Lorenzo Pastrana writes:
> I can't find any mentions of floating point/real data types in ldap
> attributes syntax,

There is no standardized floating point LDAP syntax.

... Strange ? Isn't it ?
Does someone knows what has been the rationale ?

> I've been reading the laconic 'Numeric Sting' specifications :
> Would this work ok (matching & ordering) with a 1.997 value ?

No, Numeric String does not allow a decimal point.

> 6.23. Numeric String
> 
>    ( 1.3.6.1.4.1.1466.115.121.1.36 DESC 'Numeric String' )
> 
>    The encoding of a string in this syntax is the string value itself.
>    Example:

This is from the obsolete RFC 2251-2256 standards.  Read the current
LDAP standard instead, RFCs 4510-4519.  Syntaxes are in RFC 4517.

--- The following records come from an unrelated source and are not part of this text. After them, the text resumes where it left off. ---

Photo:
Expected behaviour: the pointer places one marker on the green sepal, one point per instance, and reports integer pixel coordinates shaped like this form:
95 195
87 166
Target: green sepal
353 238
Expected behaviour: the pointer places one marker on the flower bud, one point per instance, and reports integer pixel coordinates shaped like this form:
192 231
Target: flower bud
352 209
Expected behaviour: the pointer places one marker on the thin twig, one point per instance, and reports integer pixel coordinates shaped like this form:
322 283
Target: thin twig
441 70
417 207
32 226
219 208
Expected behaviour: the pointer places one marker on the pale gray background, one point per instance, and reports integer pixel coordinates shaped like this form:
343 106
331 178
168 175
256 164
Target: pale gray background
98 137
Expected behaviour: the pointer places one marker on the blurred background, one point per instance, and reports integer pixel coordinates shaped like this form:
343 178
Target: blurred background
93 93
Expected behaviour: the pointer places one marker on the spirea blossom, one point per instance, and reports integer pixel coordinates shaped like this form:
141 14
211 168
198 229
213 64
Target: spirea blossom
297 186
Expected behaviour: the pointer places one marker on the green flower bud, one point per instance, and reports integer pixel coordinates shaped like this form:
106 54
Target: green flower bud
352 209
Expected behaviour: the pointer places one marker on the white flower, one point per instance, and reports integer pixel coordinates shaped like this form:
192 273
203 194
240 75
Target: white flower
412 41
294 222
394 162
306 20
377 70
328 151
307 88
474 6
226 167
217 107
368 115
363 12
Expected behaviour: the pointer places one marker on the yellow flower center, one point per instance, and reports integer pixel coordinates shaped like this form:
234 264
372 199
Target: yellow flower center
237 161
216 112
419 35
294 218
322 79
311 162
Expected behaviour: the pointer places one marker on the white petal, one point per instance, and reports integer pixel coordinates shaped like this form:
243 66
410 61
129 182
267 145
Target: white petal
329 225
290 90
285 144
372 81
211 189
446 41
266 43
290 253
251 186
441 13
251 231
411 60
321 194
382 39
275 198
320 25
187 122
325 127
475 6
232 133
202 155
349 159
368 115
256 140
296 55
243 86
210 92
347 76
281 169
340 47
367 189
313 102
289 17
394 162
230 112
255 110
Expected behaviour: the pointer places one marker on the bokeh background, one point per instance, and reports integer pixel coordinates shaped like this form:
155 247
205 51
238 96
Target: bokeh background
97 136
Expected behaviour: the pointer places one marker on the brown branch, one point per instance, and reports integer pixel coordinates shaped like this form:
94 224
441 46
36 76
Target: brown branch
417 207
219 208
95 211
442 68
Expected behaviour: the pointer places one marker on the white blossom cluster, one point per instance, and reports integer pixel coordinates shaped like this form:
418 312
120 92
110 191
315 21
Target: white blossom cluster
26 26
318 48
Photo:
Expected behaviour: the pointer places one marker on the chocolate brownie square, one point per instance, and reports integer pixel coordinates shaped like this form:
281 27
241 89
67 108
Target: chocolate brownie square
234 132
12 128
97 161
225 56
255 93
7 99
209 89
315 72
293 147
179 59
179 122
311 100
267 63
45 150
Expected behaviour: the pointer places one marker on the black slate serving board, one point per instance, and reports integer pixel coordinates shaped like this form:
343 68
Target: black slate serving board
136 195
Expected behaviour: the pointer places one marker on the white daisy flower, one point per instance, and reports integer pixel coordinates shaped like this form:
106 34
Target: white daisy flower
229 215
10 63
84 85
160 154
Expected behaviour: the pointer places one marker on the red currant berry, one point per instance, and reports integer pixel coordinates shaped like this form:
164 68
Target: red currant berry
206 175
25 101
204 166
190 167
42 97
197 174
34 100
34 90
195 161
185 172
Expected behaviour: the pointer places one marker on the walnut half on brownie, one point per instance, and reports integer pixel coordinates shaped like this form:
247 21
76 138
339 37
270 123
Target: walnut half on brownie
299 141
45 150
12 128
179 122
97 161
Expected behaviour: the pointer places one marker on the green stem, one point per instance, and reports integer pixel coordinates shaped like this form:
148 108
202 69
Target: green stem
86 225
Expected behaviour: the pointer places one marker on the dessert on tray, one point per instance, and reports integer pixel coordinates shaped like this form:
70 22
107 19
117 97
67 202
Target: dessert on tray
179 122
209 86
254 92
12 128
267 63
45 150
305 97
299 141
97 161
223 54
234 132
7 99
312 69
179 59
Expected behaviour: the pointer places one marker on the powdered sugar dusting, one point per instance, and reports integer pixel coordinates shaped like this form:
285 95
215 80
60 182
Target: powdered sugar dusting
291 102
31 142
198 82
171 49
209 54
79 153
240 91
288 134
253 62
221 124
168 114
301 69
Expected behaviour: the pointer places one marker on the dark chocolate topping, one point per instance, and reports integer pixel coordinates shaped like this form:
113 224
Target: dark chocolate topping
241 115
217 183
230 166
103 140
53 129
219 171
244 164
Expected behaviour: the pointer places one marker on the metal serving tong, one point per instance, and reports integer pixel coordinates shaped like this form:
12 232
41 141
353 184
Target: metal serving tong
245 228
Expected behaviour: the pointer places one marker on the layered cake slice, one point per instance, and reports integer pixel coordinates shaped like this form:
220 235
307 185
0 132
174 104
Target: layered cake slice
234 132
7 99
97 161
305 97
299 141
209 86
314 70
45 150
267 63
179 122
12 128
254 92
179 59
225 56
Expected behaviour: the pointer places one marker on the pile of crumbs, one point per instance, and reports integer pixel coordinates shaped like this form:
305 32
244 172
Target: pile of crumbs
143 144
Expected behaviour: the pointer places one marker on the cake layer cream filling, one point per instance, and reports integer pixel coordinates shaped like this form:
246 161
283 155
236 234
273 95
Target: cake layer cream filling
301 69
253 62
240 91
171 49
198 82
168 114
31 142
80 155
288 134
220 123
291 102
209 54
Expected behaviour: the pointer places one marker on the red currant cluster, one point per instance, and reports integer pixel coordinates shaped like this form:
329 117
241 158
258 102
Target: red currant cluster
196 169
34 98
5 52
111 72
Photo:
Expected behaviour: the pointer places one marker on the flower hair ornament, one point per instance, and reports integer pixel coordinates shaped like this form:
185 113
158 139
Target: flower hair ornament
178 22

Hurf ?! ... Great ! :/ Better starting point ...

Many things including syntaxes are described more carefully than in
earlier RFCs.  E.g. explanations have been copied from the X.500
standard so they can mostly be read without cross-referencing X.500.

> If not, how do I get ldap to match and order floating point scalars ?

You have to implement them yourself - either in the client or
in a module you "moduleload" into the server in slapd.conf.

Ok, I'll look at that ... my preference is for server side I guess.

Thanks very much.

LP

If you implement it in the client:
- Use a syntax like IA5 String or Octet String.
- These syntaxes' ORDERING rules sort as strings - so to get correct
  ordering you'll likely want to invent a format where
  memcmp(num1, num2) < 0 if num1 < num2.
- Store normalized values so they can be compared for equality.
  (E.g. if you use a text format, don't store trailing zeroes.)
You cannot index these syntaxes for inequality searches though.
I.e. a search for (val<=3.1) will not use an index, it will
examine each entry in scope.

If you implement in the server and want indexing for inequality to work,
the values stored in the index file must be sortable.  Look at
integerIndexer()+integerFilter() in servers/slapd/schema_init.c for an
example.  An implementation in the server will also allow you to
store non-normalized values and have the server normalize before
comparing.  (At the expense of some server-side CPU time, of course.)